SavING the SCANDINAVIAN Arctic Fox
The Arctic fox lives far up in the north and is adapted to a life in the high mountains and an Arctic climate. Even though there are many Arctic foxes globally, they are rare in Scandinavia. Their numbers here began to decline dramatically in the mid-1800s; despite long efforts to protect the species, this decline has continued into the present day. Changes to rodent life history patterns and a growing population of red fox are the primary reasons for this, but a number of other factors are also involved. The Arctic fox is therefore now a critically endangered species in both Sweden and Norway. The present-day Arctic fox population is so small that it is entirely dependent on conservation measures for its long term survival. Understanding of the reasons why the numbers of Arctic fox have declined means that we are able to take the necessary action to begin rebuilding the population.
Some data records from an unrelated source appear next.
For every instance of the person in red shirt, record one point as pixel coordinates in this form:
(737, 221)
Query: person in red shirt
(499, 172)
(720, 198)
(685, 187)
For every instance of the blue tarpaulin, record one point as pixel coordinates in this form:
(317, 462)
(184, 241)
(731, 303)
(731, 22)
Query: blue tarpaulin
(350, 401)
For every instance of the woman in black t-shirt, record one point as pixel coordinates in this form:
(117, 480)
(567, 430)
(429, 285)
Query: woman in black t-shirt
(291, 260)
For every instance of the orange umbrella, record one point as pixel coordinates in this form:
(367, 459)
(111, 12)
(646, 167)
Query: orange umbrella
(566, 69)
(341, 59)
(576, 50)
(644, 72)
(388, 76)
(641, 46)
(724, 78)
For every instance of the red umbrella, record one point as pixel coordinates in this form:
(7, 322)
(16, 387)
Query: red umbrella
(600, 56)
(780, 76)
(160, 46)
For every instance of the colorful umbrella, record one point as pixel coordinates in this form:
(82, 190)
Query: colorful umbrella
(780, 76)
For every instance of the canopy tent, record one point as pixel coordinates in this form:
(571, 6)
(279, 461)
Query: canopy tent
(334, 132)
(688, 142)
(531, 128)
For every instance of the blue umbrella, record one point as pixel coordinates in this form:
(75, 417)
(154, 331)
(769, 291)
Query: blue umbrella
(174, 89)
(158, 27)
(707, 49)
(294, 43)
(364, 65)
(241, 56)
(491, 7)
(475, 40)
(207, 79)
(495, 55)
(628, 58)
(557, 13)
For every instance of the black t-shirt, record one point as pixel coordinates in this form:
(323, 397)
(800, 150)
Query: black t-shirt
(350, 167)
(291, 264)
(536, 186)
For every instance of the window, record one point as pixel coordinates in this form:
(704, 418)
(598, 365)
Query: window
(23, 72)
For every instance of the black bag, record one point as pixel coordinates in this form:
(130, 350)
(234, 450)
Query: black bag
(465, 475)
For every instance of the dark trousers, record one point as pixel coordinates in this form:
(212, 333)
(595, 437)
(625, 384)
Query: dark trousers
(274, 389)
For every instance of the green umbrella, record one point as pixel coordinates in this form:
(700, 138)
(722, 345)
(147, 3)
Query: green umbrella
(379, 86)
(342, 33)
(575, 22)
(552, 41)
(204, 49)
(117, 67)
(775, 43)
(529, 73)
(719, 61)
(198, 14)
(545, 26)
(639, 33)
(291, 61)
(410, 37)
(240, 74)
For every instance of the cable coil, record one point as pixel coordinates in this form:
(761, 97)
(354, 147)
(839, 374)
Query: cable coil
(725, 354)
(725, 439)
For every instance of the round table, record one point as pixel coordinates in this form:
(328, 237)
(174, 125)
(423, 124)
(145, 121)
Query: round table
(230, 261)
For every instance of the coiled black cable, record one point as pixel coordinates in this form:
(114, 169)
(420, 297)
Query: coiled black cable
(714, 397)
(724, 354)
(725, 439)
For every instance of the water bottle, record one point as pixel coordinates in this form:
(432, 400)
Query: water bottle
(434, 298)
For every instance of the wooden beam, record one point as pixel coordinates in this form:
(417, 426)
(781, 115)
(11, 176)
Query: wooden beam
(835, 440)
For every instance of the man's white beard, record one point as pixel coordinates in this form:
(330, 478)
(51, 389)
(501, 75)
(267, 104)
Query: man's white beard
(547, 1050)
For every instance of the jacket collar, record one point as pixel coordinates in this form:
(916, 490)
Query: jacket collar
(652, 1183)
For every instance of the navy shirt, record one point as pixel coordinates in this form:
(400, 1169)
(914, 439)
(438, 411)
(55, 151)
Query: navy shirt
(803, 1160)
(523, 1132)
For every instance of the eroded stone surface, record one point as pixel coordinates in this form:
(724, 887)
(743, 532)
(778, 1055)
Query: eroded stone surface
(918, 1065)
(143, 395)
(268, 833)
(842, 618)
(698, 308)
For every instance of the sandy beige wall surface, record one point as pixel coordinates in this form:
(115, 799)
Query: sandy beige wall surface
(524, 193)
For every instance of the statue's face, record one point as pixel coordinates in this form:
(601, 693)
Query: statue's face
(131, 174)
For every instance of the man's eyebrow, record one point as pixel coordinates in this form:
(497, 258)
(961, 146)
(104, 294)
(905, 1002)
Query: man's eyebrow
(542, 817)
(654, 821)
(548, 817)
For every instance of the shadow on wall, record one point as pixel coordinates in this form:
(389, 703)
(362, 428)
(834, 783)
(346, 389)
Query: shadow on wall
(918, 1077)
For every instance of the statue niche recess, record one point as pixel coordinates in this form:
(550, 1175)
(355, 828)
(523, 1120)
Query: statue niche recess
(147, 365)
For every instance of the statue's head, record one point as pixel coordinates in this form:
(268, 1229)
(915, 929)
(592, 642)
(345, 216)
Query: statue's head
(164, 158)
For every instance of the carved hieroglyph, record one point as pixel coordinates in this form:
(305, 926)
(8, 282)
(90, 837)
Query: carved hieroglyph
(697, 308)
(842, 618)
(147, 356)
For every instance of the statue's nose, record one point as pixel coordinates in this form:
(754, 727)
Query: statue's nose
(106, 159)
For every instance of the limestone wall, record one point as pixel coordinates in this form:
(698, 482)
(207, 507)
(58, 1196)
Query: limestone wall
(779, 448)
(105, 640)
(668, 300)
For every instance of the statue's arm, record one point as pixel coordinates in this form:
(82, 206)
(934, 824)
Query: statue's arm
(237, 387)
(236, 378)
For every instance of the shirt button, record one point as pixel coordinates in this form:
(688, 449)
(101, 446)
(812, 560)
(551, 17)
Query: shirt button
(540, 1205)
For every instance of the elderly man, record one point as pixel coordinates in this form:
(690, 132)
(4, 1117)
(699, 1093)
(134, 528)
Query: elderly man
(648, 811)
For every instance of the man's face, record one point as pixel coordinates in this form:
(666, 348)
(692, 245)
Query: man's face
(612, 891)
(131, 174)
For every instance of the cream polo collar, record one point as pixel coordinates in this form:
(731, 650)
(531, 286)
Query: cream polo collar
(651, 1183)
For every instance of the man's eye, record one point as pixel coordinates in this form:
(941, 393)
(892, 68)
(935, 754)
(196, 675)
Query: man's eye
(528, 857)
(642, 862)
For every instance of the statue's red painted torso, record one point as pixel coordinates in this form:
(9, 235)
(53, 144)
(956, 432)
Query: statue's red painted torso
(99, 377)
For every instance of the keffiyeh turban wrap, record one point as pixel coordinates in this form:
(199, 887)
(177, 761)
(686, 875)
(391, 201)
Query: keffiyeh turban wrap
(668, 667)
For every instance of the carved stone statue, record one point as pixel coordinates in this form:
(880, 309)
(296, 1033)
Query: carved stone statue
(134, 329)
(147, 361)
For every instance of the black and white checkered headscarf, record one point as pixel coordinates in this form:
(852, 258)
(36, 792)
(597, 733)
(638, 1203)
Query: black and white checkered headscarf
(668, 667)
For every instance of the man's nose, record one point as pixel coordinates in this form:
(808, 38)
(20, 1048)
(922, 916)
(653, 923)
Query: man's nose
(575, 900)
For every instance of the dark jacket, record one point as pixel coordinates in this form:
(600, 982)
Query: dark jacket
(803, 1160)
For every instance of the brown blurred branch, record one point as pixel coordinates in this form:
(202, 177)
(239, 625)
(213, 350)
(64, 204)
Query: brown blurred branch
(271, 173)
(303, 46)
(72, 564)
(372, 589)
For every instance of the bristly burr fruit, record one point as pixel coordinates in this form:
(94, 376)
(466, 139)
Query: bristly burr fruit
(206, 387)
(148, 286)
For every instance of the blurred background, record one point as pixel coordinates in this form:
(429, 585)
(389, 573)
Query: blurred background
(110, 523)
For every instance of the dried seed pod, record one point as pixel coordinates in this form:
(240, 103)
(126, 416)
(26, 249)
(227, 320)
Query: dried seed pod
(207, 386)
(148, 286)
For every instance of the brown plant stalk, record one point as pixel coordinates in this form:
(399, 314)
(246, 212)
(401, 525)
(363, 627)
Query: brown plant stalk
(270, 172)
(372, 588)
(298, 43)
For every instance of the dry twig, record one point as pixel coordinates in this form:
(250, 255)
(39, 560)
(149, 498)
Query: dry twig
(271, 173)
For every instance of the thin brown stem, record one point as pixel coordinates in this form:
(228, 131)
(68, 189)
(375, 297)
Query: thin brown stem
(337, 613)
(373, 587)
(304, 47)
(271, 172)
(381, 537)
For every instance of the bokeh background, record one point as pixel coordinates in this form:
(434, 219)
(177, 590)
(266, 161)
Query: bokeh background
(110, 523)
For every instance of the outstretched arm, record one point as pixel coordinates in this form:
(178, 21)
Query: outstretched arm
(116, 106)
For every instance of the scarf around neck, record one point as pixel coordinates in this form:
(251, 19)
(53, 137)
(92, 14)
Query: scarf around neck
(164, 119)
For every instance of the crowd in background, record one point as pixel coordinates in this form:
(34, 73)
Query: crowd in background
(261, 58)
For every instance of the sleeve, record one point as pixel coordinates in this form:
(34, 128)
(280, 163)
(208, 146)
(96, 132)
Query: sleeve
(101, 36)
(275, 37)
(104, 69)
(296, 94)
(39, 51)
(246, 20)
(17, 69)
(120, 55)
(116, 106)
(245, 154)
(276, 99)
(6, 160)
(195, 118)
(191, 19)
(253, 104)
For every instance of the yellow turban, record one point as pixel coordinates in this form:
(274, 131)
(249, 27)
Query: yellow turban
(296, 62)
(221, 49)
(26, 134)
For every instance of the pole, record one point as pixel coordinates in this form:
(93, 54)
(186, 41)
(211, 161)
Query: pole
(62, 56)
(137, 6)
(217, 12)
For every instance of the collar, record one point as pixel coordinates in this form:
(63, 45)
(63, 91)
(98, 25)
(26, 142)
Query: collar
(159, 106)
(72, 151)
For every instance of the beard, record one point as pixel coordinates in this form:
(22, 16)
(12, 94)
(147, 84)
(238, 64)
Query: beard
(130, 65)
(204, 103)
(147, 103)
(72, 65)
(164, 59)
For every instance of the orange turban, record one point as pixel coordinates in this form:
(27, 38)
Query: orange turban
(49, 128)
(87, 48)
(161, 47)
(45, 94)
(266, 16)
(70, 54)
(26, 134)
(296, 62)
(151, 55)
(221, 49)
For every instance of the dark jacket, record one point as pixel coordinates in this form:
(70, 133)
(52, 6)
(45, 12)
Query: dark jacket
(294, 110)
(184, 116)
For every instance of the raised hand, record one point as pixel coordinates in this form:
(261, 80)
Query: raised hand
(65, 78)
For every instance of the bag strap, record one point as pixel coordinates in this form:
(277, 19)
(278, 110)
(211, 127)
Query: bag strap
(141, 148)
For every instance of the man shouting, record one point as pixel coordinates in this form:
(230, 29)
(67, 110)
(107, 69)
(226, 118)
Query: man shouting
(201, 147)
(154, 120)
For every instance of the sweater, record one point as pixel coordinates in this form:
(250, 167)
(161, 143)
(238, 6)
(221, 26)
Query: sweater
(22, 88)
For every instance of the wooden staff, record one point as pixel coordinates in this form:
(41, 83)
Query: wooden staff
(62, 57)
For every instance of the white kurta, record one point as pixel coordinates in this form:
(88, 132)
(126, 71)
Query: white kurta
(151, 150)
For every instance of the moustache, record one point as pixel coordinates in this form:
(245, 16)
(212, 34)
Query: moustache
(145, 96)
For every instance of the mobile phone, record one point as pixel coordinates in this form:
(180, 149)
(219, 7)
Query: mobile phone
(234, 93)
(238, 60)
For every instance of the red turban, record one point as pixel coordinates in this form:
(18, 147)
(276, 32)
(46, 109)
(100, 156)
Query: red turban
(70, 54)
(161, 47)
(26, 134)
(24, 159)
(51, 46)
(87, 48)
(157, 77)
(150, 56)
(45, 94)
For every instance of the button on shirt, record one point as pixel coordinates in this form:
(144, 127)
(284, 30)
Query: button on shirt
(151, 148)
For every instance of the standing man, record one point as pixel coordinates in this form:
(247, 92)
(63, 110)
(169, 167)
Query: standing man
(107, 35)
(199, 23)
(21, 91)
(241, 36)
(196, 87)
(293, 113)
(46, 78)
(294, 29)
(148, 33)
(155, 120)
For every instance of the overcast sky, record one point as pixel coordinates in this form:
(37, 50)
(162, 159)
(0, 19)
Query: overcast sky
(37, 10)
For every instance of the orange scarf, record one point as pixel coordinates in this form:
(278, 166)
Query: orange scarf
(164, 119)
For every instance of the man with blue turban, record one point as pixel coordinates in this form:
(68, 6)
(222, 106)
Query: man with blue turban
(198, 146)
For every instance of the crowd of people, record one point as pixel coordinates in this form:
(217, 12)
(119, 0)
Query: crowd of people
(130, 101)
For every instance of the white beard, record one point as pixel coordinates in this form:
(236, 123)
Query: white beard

Currently, these actions mainly take place as part of research projects, which makes it possible to evaluate their effects and subsequently improve the methods that are used. 
SAVING PHD Students from boring work
There are multiple scandinavian research projects that seek to map the arctic fox populations. The primary method of research is gathering population statistics by observation. This is done by placing automated camera traps in multiple locations with known arctic fox populations.
The camera takes automatically a photo every 10 or 15 minutes.
Each season can generate hundreds of thousands of images that are then manually processed by PhD students. 99% of the images contain nothing. It is tedious work, but it also requires concentration as an animal may be difficult to spot.
Our system, DeepFox, detects and tags all animals in each frame, eliminating the need for manual processing. It can handle high resolution images and images where the presence of an animal is implicitly inferred based on surrounding frames.
Deep Fox was developed in collaboration with the Department of Zoology @ Stockholm University, who provided us with all the data painstakingly labeled by their PhD students.
The system is general in nature and can be trained on any labeled image data, so it is not limited to detecting animals in photos, but we felt that helping the arctic fox conservation effort was a good starting point.